メールシステムは1980年代から90年代にかけて標準化・普及されたが、現代環境でスパムの多様・高度・多数になったことなどにより、メールシステムの標準に準じてこれまで行われてきた運用に支障がきたされるようになった。
その対策として、ドメイン認証という送信元の正当性を確かめる方法が考案され、現在のメールシステムで一般に利用されている。
DMARCはこのドメイン認証の一部を指す。ドメイン認証はDMARCのほかに、SPF,DKIM,ARCと呼ばれる標準仕様を元に構成される。

mailmanは過去制定された、メーリングリストの形式に則り実装されているが、メーリングリストの形式は比較的現代に制定されたドメイン認証に対して、合わない部分がある。
概要としては、MLの転送を挟むことで送信元IPを検証するSPFが検証できなくなり、MLの機能によりメールの書き換えを行うことでメールの改竄を検証するDKIMも検証できなくなる。
これによりメールの受け取り側が、メーリングリストを通したメールを正当でないメールとして評価するようになり、メール送信元がこのような正当でないメールを拒否するポリシーをDMARCに準拠して公開している場合に、メールの受信が拒否される。
また、ポリシーによらず、単に信頼性の低いメールとして評価されやすくなる可能性がある。

なお、ARCはこの転送で損なわれる正当性を検証するために、転送を担当したシステムが新たな署名を行うものであるが、この署名者の信頼性を担保できないという理論上の限界により信頼されない場合がある。

この対策として、mailmanはこの項目で設定するような機能を提供している。
設定の詳細は以下を参照
https://docs.mailman3.org/projects/mailman/en/latest/src/mailman/rules/docs/dmarc-mitigation.html

  • 「DMARCの緩和処理」は「From: をリストのアドレスに置き換える」(推奨) これを設定すると、転送によってDMARCの設定判定に問題が発生するメールについて、処理を行うようになる。
    以下、各設定の詳細
    • 「From: をリストのアドレスに置き換える」では、配信されるメールについてFromがリストのアドレスになり、Repry-toに元のFromを設定される。
      「From」つまりはメールの送信元、これをMLを運用するサーバに変更することで、メールの送信元が正当に検証できるようになる。
      ただし、メールの元の送信元が書き換えられるため、過去の運用と全く同様の利用ができないことについて、すべての利用者は理解が必要だろう。
      mailmanでは、この送信元に際し、元の送信元アドレスを「Reply-To」という返信先を設定するデータをメールに付与するため、理論上は実際の運用に支障をきたさない。
      「返信先:Reply-To」が設定されているメールに対し、大抵のメールクライアントは、通常の返信先としてこのアドレスを選択するようになっている。

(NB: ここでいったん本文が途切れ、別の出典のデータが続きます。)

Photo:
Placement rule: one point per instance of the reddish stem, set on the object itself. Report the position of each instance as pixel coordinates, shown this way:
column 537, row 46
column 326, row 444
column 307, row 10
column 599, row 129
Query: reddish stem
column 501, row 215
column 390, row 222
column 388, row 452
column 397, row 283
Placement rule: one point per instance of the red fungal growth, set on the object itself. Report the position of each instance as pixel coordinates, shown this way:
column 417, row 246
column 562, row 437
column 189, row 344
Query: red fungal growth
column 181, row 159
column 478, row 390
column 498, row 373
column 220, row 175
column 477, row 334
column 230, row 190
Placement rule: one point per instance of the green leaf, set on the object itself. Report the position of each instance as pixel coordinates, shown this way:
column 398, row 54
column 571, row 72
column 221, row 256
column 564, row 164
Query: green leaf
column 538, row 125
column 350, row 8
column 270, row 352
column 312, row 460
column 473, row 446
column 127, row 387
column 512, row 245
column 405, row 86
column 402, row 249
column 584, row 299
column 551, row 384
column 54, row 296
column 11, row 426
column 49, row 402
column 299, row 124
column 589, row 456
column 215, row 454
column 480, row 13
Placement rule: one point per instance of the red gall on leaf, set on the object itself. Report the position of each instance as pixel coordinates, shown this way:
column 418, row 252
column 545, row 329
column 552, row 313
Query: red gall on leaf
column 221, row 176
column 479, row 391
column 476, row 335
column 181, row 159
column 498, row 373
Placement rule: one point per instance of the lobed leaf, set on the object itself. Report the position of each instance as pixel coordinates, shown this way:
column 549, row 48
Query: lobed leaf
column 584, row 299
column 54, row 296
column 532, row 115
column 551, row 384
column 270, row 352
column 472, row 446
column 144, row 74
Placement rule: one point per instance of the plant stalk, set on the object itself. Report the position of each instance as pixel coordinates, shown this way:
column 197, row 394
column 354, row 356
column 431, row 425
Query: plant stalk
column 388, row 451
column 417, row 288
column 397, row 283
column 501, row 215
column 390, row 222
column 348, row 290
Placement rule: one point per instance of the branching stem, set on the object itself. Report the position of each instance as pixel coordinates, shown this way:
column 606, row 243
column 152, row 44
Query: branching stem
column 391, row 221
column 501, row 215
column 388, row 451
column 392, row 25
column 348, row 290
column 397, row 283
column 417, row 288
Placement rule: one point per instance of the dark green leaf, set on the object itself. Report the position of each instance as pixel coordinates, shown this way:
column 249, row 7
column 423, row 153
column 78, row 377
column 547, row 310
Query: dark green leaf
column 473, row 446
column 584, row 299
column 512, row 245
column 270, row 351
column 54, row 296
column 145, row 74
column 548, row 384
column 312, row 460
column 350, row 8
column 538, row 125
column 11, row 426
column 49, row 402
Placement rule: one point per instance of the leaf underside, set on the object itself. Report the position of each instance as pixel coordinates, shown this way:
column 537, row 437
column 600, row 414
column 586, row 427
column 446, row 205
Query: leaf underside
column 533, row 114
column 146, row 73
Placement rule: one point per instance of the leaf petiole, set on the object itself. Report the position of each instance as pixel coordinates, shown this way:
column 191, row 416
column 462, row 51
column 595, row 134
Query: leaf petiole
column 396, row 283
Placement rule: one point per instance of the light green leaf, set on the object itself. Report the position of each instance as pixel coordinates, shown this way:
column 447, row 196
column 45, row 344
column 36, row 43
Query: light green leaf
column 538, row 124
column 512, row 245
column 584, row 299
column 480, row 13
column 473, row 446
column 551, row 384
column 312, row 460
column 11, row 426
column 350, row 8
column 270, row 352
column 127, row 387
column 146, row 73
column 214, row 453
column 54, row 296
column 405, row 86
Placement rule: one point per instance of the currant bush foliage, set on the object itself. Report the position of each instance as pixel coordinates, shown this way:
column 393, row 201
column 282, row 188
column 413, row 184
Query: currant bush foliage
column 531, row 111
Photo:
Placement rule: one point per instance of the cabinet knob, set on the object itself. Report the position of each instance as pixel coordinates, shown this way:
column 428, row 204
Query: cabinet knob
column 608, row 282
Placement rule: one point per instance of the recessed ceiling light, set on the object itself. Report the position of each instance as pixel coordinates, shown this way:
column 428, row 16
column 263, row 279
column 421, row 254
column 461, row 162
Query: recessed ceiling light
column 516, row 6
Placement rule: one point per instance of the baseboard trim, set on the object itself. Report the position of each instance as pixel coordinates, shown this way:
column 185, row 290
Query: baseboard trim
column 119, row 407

ただ、これをよく理解していないユーザが、「送信元:From」を選択的に手動で返信先のアドレスとして利用している様子が見られるが、このような操作は「返信先:Reply-To」が設定されているメールに対し適切ではない。
    • 「From: をリストの投稿用アドレスにし、投稿されたメッセージを添付します。」でも、同様にFromがリストのアドレスになり、Repry-toに元のFromを設定され、元のメールは配信メールの添付ファイルとなる。
      元のメールが添付ファイルとして得られるため、メールを別途扱えば、元のメール直接扱うことができる。
      元のメールをMLの形式で扱うか、添付ファイルで扱うか、理論上はどちらでも問題無いため、どちらを良しとするかは、利用者やML管理者の感覚次第である。
      ここでは、より直観的にわかりやすそうに思った「From: をリストのアドレスに置き換える」を推奨として記載している。
    • 「DMARCの緩和なし」を設定すると、上記の通りMLの転送や処理によってSPFやDKIMが損なわれ、送信元のDMARCポリシーにより、メールが到達しない場合がある。 DMARCは世界的な標準として過去5年ほどで急速に導入が進んでおり、ポリシーについても、より厳しいものを採用するべきと各所で提言されている。
      そのため、今後MLを利用したメール受信において、対策を行わないことは不可能であり、この設定利用すべきではないだろう。
    • 「メッセージを拒否/破棄する」は、設定すべきでない。 送信元が正当に送信したメールについて、衛陶であることを理由に拒否・破棄することは意味不明である。
  • 「DMARC対策を無条件に実施」は「いいえ」(任意)
    「いいえ」の場合、送信元のDMARCポリシーがnoneや未定義の場合は、緩和処理でFromの書き換え設定にしていても、処理の対象としない。
    このため、メールの変更が限定的になり、利用者は多くのメールを従来の操作感で利用できる。
    また、ドメイン認証において、より正確な処理が行える可能性がある。
    ただし、一部のメールだけ違う形態で届くため、正しく理解していない場合に混乱する可能性があるかもしれない。
    「はい」とするとすべてのメールに処理を行うので、利用者にとってはわかりやすくなるように思う。
    ただし、スパムメールなどを転送してしまった場合に、送信元が自身のアドレスとなってしまうことから、対策により慎重になりたい感覚がある。
    これを「はい」にする場合、ヘッダーフィルターの設定を必ず行いスパムを送信しないよう運用すること。
    設定の如何によらずスパムを頻繁に転送するようなメール転送サーバや利用者は、既に致命的に問題なので、前提として対策がちゃんとあるならどちらでもいいかもしれない。

  • 「DMARCアドレス」は利用しない(推奨) 「DMARC対策を無条件に実施」に対して、この対策を行うFROM送信元についてアドレスを条件に設定できるようだ。
    これが必要になる場合がとくに思いつかないので、おそらくは使わないと思われる。

  • 「DMARC拒否通知」は利用しない(推奨)
    「メッセージを拒否する」を設定した場合に、返信されるメッセージを指定できるようだ。
    利用することは無いはずである。

  • 「DMARCラップされたメッセージテキスト」は利用しない(推奨)
    「From: をリストの投稿用アドレスにし、投稿されたメッセージを添付します。」を選んだ時のメールの文面を設定できるようだ。
    ユーザ向け説明を書けばわかりやすくなるかもしれない。

ダイジェスト

検証をしておらず以下記載は正確でない可能性が高い。
利用機会はあまりないと考えているため、検証の予定は現時点で無い。

概要としては、メールを随時では無く、ある程度まとめて送信することで、メールの総量を減らすための機能のようだ。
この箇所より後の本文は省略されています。